Et plus loin, près du buffet, Manjiro discutait tranquillement avec Keisuke et Chifuyu, tout en lançant des regards noirs à Ken, qui dansaient avec Emma. Tiens, il y avait anguille sous roche, s'étaient-ils encore disputés ?
— Se passe-t-il quelque chose entre Manjiro et Ken, demanda curieusement Rindo en se penchant vers Hajime.
— Il me semble que Ken ait renoncé à leur relation pour ne pas déshonorer Emma, annonça Hajime en portant une coupe de champagne à ses lèvres.
— Vraiment ?
— Je ne vois pas pourquoi est-ce qu'il ferait cela, dit Seishu en se penchant vers eux. Emma aurait aussi un amant d'après les rumeurs.
— Qui donc ?!
— Je ne le sais pas, mais Chifuyu l'aurait vu se promener auprès d'un homme qui n'était pas son mari.
— Peut-être était-ce son frère ?
— Manjiro ? Ah non ! C'était un homme grand !
— Oh alors ce n'est pas Manjiro en effet !
— Shinichiro est plutôt grand, c'était peut-être lui, proposa Haruchiyo. Il chaperonne Emma après tout.
— Je suis sûr qu'elle était avec Shuji, dit Hajime avec amusement. Il a décidé de briser son mariage.
   — Vraiment, s'exclama Rindo avec surprise.
   — Oui, dit Hajime en éclatant de rire. Sa famille le harcèle pour qu'il trouve une femme, et comme toutes les meilleures, selon lui, sont déjà prises, il a décidé qu'il briserait des fiançailles et comme Emma est sa favorite...
   — Il n'a aucune limite, soupira le jeune homme en jetant un coup d'œil à son ami. C'est peut-être pour cela que Emma a repoussé son mariage et qu'elle ne prête pas attention à la tromperie de Ken.
   — Cela expliquerait beaucoup de choses, c'est assez logique. Est-il plus riche que Ken, questionna Seishu.
   — Il me semble oui.
   — Oh alors il a des chances de rompre le mariage, se moqua Hajime.
   — Emma l'apprécie-t-elle au moins, demanda Haruchiyo d'un air perplexe.

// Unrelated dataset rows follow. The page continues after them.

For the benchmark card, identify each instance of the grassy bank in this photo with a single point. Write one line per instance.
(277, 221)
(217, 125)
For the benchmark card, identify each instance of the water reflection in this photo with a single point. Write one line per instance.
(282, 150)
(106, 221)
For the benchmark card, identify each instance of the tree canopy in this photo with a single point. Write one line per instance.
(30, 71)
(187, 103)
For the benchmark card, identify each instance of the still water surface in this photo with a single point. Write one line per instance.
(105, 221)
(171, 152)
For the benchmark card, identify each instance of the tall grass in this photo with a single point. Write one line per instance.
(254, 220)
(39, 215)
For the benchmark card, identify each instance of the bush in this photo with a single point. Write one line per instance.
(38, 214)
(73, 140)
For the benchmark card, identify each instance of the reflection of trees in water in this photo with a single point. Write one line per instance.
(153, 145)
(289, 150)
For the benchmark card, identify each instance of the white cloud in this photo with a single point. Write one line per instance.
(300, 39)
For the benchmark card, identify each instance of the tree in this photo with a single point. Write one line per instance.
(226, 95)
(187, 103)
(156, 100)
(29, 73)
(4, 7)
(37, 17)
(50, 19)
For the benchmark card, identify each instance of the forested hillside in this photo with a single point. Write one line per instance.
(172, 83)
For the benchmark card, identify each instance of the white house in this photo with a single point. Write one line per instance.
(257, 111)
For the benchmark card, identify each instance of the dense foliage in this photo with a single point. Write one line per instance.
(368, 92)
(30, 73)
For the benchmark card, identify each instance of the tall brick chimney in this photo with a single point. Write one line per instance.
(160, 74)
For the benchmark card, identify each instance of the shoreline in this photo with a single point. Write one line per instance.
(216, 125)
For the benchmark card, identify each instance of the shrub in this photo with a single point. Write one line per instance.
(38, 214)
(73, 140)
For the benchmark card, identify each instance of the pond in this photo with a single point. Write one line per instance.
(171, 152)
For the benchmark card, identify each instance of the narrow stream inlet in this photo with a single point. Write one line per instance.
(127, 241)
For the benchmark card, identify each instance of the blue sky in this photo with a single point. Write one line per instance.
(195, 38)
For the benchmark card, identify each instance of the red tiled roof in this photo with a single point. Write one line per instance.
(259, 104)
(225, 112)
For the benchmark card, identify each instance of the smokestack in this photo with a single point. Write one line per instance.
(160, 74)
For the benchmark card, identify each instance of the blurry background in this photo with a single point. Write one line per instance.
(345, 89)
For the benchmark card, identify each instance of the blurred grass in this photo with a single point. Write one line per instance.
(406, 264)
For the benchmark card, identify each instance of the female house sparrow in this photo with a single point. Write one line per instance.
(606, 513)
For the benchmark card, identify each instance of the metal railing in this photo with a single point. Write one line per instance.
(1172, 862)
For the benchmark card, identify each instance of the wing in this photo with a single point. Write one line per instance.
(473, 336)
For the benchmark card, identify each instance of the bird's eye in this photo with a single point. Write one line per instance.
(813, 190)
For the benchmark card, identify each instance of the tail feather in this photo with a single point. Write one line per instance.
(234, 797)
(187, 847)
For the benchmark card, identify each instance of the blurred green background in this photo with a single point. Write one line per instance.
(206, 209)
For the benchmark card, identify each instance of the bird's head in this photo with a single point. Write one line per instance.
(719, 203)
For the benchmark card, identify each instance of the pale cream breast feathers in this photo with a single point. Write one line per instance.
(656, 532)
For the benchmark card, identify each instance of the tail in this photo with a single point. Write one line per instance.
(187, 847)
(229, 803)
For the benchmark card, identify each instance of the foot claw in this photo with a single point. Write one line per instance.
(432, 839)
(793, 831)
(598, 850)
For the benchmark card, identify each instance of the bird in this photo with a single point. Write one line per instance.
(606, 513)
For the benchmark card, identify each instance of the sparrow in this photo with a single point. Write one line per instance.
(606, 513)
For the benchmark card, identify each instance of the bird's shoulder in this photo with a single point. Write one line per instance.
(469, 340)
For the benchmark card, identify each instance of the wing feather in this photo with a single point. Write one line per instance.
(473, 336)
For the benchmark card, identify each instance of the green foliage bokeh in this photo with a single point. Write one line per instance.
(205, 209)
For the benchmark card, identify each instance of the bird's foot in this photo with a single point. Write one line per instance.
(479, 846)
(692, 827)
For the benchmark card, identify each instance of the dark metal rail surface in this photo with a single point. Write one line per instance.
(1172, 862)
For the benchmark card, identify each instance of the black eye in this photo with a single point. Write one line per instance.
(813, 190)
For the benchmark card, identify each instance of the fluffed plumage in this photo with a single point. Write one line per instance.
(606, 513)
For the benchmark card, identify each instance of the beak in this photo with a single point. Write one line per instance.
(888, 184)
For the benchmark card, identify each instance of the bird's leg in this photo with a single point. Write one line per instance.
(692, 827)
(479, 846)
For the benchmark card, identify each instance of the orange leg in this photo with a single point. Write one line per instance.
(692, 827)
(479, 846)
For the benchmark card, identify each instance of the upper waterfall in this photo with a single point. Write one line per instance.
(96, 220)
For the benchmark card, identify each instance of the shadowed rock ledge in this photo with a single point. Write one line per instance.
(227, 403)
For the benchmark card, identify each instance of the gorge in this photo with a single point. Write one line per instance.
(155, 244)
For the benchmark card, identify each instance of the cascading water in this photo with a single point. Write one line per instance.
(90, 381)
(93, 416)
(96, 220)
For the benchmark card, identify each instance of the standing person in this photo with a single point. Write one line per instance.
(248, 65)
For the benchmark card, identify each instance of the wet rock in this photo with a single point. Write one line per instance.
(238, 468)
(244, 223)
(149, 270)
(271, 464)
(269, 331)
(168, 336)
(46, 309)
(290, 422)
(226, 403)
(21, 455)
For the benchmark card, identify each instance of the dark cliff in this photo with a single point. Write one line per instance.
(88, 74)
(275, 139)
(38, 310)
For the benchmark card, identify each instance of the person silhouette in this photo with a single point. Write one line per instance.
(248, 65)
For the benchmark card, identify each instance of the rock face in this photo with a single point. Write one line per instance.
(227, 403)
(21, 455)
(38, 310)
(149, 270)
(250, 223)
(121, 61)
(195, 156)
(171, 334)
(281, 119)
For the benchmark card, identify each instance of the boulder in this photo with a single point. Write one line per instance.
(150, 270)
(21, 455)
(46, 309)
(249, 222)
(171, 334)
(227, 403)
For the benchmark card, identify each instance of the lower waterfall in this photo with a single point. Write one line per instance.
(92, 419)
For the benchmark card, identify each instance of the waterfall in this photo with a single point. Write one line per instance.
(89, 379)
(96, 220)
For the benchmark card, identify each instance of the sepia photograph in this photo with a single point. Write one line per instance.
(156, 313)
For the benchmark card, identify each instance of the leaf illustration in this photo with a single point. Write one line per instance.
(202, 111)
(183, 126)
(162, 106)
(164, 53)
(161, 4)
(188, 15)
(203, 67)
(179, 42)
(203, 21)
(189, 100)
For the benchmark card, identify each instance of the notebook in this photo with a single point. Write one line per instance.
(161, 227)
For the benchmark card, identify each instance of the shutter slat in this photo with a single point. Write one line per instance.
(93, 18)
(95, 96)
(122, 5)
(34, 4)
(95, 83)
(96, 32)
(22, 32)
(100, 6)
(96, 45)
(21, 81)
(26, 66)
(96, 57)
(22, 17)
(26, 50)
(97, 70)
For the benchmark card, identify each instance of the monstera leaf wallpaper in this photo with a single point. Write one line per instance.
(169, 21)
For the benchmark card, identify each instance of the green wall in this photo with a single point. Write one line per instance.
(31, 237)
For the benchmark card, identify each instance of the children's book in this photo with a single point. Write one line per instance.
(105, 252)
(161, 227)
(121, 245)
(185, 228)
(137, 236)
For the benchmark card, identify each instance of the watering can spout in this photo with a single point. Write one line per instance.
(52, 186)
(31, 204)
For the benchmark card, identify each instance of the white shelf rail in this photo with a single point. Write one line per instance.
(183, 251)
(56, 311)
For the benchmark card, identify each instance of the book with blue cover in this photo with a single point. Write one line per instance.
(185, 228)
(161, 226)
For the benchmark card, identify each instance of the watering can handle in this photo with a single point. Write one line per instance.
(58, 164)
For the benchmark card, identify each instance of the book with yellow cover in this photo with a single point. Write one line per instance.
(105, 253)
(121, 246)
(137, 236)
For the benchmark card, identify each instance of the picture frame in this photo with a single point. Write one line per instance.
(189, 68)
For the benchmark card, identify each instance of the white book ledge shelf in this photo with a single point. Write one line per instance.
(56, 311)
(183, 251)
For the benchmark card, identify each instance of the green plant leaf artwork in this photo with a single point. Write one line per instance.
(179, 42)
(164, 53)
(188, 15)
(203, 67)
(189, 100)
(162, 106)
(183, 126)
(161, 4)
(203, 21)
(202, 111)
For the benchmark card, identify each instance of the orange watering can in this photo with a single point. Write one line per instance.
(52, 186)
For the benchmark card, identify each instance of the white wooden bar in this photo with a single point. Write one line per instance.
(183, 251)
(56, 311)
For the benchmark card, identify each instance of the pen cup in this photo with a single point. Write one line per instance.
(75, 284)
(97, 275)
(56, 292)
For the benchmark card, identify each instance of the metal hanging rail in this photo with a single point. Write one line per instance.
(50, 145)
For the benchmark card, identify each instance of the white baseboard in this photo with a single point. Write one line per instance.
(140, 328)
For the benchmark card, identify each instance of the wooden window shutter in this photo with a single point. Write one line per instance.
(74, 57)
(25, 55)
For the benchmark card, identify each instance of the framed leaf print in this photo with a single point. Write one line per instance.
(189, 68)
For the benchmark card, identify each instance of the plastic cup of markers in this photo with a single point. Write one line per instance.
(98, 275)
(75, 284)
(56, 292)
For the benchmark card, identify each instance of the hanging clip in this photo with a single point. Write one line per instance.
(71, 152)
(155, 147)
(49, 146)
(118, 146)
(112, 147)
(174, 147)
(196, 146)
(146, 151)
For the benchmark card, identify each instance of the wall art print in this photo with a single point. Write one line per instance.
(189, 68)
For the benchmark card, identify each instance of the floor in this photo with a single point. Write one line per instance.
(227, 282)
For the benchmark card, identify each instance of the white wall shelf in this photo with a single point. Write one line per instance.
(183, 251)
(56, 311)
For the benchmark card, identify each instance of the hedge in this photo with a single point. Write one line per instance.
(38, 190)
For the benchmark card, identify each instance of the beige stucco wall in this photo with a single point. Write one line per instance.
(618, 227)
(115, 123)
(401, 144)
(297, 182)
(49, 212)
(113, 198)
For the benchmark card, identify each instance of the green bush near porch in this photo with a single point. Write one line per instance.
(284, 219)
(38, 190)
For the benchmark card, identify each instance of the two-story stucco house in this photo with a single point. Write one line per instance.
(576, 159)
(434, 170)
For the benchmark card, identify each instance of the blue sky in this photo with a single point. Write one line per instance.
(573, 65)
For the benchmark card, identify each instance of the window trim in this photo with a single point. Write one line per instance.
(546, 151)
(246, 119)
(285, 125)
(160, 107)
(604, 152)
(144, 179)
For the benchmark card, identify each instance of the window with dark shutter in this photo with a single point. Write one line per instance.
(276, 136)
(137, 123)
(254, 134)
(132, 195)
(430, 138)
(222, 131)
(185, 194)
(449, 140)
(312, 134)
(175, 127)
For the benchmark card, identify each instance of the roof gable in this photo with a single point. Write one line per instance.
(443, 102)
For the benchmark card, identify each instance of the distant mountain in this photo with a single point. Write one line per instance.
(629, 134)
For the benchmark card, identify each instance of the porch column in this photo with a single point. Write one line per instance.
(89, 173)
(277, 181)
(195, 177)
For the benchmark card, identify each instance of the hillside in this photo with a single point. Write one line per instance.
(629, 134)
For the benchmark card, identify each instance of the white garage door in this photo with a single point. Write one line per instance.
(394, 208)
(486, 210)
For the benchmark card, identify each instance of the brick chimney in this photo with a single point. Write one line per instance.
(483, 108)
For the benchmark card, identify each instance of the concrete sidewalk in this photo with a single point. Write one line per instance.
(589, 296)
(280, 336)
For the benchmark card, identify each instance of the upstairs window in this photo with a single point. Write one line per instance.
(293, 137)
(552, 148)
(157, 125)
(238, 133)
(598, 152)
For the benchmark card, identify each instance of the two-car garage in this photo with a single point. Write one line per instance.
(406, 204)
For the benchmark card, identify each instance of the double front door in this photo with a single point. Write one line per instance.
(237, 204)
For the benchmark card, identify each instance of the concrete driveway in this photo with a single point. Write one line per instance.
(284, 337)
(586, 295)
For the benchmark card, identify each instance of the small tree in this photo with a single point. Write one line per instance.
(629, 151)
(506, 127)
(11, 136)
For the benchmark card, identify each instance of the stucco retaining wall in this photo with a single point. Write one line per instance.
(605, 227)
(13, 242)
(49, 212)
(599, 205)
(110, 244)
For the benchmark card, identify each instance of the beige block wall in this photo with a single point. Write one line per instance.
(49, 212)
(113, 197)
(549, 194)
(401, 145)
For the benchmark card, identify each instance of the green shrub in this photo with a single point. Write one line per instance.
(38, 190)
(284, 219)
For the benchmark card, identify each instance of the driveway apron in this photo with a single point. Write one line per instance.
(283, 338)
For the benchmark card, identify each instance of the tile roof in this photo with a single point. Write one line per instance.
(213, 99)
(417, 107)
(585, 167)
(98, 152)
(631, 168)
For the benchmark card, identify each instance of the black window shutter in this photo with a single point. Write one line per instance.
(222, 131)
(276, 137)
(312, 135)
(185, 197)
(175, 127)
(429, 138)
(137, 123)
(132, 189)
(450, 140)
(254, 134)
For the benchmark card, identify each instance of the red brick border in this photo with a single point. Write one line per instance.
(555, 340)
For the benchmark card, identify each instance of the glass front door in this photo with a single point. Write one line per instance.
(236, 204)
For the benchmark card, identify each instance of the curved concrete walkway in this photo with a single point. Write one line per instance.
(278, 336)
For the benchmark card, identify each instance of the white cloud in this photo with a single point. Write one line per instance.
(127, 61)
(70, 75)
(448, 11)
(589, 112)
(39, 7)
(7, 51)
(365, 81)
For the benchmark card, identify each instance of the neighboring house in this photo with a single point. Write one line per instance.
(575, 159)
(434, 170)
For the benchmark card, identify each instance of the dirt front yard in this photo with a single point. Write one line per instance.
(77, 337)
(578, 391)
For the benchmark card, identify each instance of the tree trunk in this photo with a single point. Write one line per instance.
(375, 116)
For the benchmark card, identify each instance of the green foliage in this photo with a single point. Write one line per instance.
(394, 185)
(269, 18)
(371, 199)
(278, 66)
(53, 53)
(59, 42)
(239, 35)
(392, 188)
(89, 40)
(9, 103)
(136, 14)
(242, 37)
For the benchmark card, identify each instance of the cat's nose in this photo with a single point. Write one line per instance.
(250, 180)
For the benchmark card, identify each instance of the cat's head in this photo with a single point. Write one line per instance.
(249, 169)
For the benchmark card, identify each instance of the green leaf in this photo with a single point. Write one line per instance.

   — Ils sont très bons amis, c'est largement suffisant pour un mariage arrangé.
   — Nous n'avons qu'à voir avec qui Emma discute ce soir et si Shuji lui demande une danse, déclara Rindo. Kazutora êtes-vous toujours en vie ?
   Rindo se pencha vers son ami, qui était devenu silencieux depuis un moment. Kazutora était toujours là, il attendait sagement près d'eux, en essayant de se cacher discrètement derrière Seishu pour que personne ne le remarque. Le pauvre avait l'air bien perdu à travers tout ce monde, il s'était même mis à tenir le bras de Seishu pour s'accrocher à lui et éviter les inviter qui le frôlaient en circulant autour de lui, comme un enfant s'accrocherait au bras de sa mère.
— Je voulais participer à la conversation mais je me suis rendu compte que je n'y comprenais rien et que je ne savais pas qui était Shuji, dit simplement Kazutora.
— Oh c'est l'homme avec mon frère, celui qui vous ressemble un-
— Oh mon dieu, s'écria soudain Kazutora en tirant Seishu pour le placer devant lui et se cacher.
— Qu'y a-t-il ?
— Keisuke est à quelques mètres, cachez moi de lui, dit Kazutora en s'accroupissant.
— Mais relevez-vous enfin, vous êtes à une cérémonie, pas à la campagne, s'exclama Hajime avec incrédulité.
— Kazutora relevez-vous, dit Rindo avec un mélange d'amusement et de désespoir dans la voix. Nous allons l'éviter ne vous en fait pas.
— Je ne peux vraiment pas le croiser, lui va me reconnaître immédiatement, murmura Kazutora sans se redresser.
— Mais d'où sort-il, gémit Hajime. Kazutora relevez-vous, tout le monde vous regarde !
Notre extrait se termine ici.